Jordan Lead Codices: Evidence of Forgery
A good bit has been written about the lead codices since my last serious post here on Thursday. Some channels in the media continue to develop the story, though they generally ignore what scholars are writing on their blogs.
The Daily Mail is claiming that one of the codices has the earliest depiction of Jesus. You can take a look for yourself and see if you can make better sense of it than I can.
The article also reports that the owner of the 70 tablets is a Bedouin trucker named Hassan Saida who lives in the Israeli Arab village of Umm al-Ghanim near Mount Tabor. You can see a photo of his smiling mug in the article. That an allegedly illiterate man is the owner of these artifacts is certainly a surprise. If these items are forgeries (see below), one would expect that the owner is the forger looking to make a profit, but that seems very unlikely given Saida’s limited knowledge. If these are forgeries, they were made with sufficient skill to fool (at least briefly) several scholars. But then why would the forger sell them to Saida instead of wealthy international antiquities collectors? If Saida is trying to make a profit, why did he not (allegedly) accept tens of millions of dollars for a few of the codices? The story reports that Saida is the owner of a truck business and a relatively wealthy man in his village. His belief that the books had magical powers led him to purchase a few of the books at a time with the financial help of several partners.

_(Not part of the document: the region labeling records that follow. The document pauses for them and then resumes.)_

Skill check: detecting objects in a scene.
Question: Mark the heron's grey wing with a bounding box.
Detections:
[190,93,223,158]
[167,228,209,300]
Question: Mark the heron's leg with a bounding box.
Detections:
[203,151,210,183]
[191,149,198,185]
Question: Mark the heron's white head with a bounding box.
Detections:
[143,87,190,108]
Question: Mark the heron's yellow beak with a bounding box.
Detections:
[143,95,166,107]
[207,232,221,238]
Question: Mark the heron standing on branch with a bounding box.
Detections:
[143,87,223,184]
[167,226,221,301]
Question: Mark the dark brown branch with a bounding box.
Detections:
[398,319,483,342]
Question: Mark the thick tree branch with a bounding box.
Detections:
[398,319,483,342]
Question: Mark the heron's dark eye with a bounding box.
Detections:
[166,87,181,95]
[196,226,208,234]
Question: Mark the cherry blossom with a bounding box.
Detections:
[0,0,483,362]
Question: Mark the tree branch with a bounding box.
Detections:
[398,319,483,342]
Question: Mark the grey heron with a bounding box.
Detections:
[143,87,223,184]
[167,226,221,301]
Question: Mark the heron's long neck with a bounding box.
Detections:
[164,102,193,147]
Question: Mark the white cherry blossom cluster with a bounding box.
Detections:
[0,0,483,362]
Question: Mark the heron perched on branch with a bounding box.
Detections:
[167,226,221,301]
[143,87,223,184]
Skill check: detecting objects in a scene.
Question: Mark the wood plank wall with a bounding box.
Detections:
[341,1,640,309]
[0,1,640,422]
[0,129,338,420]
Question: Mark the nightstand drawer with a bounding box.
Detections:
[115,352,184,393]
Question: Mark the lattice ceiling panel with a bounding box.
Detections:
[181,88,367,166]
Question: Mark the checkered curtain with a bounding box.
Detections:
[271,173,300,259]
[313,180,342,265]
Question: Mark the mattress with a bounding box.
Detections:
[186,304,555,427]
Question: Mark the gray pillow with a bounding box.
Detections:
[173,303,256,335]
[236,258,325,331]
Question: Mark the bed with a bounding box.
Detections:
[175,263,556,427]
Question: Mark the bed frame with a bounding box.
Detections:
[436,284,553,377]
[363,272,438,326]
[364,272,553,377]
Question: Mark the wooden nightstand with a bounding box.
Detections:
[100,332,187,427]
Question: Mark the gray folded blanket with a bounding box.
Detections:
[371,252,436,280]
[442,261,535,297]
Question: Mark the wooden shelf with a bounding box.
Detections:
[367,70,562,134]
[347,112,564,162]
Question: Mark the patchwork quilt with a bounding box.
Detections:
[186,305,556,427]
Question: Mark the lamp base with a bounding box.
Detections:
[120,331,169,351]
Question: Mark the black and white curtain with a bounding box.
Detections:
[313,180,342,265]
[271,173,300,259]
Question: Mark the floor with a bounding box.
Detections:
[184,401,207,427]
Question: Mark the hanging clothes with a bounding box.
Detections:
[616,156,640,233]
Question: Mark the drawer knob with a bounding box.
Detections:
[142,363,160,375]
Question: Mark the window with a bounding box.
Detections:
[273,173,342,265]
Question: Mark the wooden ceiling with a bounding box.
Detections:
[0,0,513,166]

Perhaps the claim of ownership is false and Saida is not the owner. Perhaps he is only playing this role on behalf of the true owner/forger in an attempt to remove doubts. At this point, Saida’s role may point to artifacts’ authenticity (but keep reading).
The Daily Mail also reports that analysis of the metal of several of the codices supports their antiquity. Yet the Israel Antiquities Authority allowed the items to be taken out of the country for analysis because they believed the items to be forgeries.
The role of the Elkingtons is described in a report in the Telegraph. A photograph shows these “archaeologists” in their “remote Gloucestershire hideaway,” and the story describes the threats on the couple’s lives, including guns fired at them near the scene of the discovery. If all of this sounds like a ready-made story for a book (with movie rights), then you won’t be surprised to learn that the Elkingtons’ literary agent is currently shopping their manuscript to publishers.
In order to determine the authenticity of the codices, the Elkingtons turned to Margaret Barker, a former president of the Society of Old Testament Study and an expert on early Christian studies. While suspicious of forgeries, she recognized that counterfeits are usually based on something genuine, but these are unlike anything known today. Philip Davies, Emeritus Professor of Biblical Studies at Sheffield University, concluded that “if this is a hoax then it is incredibly elaborate.”
Yet it turns out that last year David Elkington had contacted Peter Thonemann, a lecturer on the Faculty of Classics at Oxford University. Thonemann analyzed photos of a bronze codex and determined that the writing was copied from a tombstone on display in the Archaeological Museum in Amman. The modern forger copied a line from the middle of the inscription that made no sense apart from the context. Thonemann concluded:
The only possible explanation is that the text on the bronze tablet was copied directly from the inscription in the museum at Amman by someone who did not understand the meaning of the text of the inscription, but was simply looking for a plausible-looking sequence of Greek letters to copy. He copied that sequence three times, in each case mixing up the letters alpha and lambda.
This particular bronze tablet is, therefore, a modern forgery, produced in Jordan within the last fifty years. I would stake my career on it.
If Elkington was interested in the truth, he would not have hidden this analysis when unveiling his grand discovery to the world last week. While it is possible that proving that one of the tablets is a forgery does not mean that they all are, it does not make sense that Elkington would send a known forgery to an expert for evaluation while holding back other authentic items. Nor does it seem likely that a smaller set of codices were discovered and then the finder decided to supplement them with a series of forgeries. While some bloggers are pointing to similarities in iconography, in my thinking this is less compelling evidence than the textual work of Thonemann because there are only so many ways that one can depict a palm tree and one would expect similar depictions from works composed about the same time.
Among the blog postings on the matter, in addition to those linked above, I would point you to Jim Davila’s “Random Thoughts,” Thomas Verenna’s “New Roundup,” Daniel McClellan’s photo comparisons, and Ferrell Jenkins’ observations on the Kinderhook Plates.
I also recommend Jim Davila’s observations on the mainstream media’s mode of operation, James McGrath’s recognition of the value of the biblioblogging community, and Michael Heiser’s warning to those who believe everything they read.